Rancic announced in a video from home Sunday that she tested positive for the virus along with her husband and son. The show was hosted by Brad Goreski and Nina Parker.
"Now as much as I didn't want to hear that, I'm very thankful I heard it before I traveled and possibly could have exposed other people," Rancic, the longtime E! host. "So for that, I'm thankful."
Rancic said she and her family are holding up well health wise.
"My husband Bill and our son also did test positive, but we're all doing well and taking care of each other so I'm going to get back to doing that," she said.
"But I just want to say I'm wishing you all the best and please protect yourselves and protect those around you. Take good care and I'll see you on the next red carpet."
After 45 years of nothing-but-funny and a six-year run down "Schitt's Creek," Catherine O'Hara has an acting Emmy.
O'Hara won the Emmy Award for best actress in a TV comedy for her role as Rose family matriarch Moira on "Schitt's Creek" on Sunday night.
Jennifer Aniston presented the award, the first handed out at Sunday night's ceremony, from Staples Center, and O'Hara accepted in a remote restaurant-like pavilion with the "Schitt's Creek" cast in face masks and formalwear around her.
A man in a black tie hazard suit handed her the trophy.
"May you have as much joy being holed up in a room or two with your dear family as I have with my dear Roses here," an emotional O'Hara said.
The win puts O'Hara in the elite company that her peers and co-stars have already held her in for decades.
Past winners of the award include Lucille Ball, Mary Tyler Moore, Candice Bergen and Julia Louis-Dreyfus.
O'Hara had one previous Emmy for writing on "SCTV" in 1982 in the earlier days of years of collaboration with her "Schitt's Creek" co-star Eugene Levy.

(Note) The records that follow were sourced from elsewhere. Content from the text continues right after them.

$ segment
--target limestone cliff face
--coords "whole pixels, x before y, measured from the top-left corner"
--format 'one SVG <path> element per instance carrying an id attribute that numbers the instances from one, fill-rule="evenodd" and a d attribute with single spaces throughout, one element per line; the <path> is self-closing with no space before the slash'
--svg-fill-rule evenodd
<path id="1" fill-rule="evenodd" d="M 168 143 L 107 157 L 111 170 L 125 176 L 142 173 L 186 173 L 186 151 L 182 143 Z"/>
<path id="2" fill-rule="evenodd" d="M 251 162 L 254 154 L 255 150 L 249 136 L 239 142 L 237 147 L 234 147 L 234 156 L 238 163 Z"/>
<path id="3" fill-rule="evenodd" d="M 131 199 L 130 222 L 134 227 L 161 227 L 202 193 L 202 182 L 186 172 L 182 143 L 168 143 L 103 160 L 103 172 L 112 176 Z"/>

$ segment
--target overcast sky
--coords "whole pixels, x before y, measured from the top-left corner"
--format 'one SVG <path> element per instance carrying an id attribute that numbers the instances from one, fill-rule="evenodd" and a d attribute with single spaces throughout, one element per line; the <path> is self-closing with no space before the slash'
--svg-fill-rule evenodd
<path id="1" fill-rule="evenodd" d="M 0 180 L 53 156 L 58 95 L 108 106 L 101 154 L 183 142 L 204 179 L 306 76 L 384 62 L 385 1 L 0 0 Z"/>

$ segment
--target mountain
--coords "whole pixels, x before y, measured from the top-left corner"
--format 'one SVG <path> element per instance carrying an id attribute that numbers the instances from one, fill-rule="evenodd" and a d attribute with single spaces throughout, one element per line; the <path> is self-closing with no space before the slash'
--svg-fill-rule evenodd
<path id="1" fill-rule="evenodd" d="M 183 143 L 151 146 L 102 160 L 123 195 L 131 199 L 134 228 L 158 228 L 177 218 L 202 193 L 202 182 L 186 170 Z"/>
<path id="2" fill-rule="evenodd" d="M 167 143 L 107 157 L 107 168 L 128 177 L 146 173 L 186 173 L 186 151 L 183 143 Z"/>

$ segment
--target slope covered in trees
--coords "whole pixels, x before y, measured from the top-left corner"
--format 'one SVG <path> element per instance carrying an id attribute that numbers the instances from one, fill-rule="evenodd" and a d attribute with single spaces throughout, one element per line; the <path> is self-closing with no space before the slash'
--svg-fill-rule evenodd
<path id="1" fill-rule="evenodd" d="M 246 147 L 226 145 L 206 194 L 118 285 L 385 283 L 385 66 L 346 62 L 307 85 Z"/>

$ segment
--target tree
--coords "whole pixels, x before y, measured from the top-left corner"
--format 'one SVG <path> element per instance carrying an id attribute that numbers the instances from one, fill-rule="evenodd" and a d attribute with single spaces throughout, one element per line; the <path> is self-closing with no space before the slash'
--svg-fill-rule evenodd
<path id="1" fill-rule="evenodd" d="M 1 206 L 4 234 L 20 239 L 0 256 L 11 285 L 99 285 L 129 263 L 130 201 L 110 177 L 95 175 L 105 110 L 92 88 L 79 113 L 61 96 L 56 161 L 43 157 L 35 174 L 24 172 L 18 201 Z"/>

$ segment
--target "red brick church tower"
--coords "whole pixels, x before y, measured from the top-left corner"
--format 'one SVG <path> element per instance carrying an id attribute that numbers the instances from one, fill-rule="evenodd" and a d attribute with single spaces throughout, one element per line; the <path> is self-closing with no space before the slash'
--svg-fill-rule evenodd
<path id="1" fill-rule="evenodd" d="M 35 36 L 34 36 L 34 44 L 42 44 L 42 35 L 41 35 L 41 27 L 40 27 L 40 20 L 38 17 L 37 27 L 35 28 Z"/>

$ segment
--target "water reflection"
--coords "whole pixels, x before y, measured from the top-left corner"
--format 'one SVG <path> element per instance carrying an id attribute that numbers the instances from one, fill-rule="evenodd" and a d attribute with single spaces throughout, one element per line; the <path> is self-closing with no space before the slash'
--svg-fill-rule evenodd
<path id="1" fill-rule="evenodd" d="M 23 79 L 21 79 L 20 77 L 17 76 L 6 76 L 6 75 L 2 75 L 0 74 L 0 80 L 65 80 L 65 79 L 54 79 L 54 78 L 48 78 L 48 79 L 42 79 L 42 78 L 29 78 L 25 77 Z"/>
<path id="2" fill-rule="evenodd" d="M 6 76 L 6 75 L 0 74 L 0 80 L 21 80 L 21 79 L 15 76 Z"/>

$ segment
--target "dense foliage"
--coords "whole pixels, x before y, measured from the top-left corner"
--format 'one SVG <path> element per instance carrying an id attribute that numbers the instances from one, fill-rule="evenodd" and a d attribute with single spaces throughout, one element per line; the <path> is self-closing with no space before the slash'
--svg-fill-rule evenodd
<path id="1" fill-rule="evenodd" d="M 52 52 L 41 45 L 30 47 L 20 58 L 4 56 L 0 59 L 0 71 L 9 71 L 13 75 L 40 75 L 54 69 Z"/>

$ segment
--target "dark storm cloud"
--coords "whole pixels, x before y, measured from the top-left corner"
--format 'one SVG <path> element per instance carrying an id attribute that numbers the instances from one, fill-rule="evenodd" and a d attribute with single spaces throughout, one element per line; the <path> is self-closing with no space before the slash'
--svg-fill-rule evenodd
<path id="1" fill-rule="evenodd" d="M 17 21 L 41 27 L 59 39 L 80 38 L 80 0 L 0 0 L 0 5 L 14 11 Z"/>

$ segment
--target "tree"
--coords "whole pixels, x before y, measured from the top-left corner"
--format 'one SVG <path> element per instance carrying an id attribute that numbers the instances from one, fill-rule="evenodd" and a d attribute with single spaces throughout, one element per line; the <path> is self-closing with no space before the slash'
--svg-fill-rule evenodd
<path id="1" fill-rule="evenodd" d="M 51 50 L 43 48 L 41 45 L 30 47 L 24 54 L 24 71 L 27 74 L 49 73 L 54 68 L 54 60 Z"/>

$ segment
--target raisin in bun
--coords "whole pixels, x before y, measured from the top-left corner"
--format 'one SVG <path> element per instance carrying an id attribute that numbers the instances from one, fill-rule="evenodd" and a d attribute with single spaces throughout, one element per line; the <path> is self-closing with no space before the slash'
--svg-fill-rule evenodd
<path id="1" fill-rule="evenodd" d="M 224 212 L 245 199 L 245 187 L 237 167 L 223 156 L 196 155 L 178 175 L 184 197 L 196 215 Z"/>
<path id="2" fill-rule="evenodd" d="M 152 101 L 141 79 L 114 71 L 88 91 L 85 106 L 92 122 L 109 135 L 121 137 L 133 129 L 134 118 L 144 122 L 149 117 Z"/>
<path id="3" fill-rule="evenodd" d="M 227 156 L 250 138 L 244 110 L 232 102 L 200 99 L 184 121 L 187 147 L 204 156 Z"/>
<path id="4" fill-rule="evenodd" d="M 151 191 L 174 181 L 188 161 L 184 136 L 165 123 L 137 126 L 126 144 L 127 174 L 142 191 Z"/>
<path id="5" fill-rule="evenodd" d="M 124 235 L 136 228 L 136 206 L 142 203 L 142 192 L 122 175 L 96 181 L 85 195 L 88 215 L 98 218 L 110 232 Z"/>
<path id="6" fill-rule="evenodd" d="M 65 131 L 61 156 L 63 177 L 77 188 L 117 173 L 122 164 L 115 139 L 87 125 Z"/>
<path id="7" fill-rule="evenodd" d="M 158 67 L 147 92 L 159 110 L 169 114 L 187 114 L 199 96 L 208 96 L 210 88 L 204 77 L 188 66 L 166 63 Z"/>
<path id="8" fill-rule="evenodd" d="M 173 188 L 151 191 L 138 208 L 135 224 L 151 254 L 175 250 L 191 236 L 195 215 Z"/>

It looked like any awards show as Emmys host Jimmy Kimmel took the stage at the Staples Center in a tuxedo and started cracking jokes to laughter from famous audience members.
But it was anything but typical. While Kimmel was real as he opened the 72nd Emmy Awards on Sunday night, the audience was clearly phony, inserted from past footage.
"Welcome to the pandemmies!" Kimmel said to open his monologue. "You can't have a virus without a host."
Kimmel played it straight until halfway through the opening bit, when he admitted he was nearly alone and the telecast showed the sea of empty seats.
Nominees were represented by cardboard cutouts, and by Jason Bateman of "Ozark" pretending to be one.
Kimmel then walked into a room where he was surrounded by dozens of nominees shown on video feeds from their homes, hotel rooms and other remote locations. "I feel like I'm in a Best Buy," he joked.
It's eerily empty both outside and inside the Staples Center in Los Angeles during the run-up to an Emmy Awards unlike any other.
At a moment when the red carpet would normally be thronged with black-tie stars, media and fans, spaced-out security and staff and a handful of show contributors were among the only people outside on Sunday afternoon.
Tracee Ellis Ross, nominated for best actress in a comedy series for "black-ish," leaned out of an arriving SUV to take a coronavirus test before entering to take part in the show.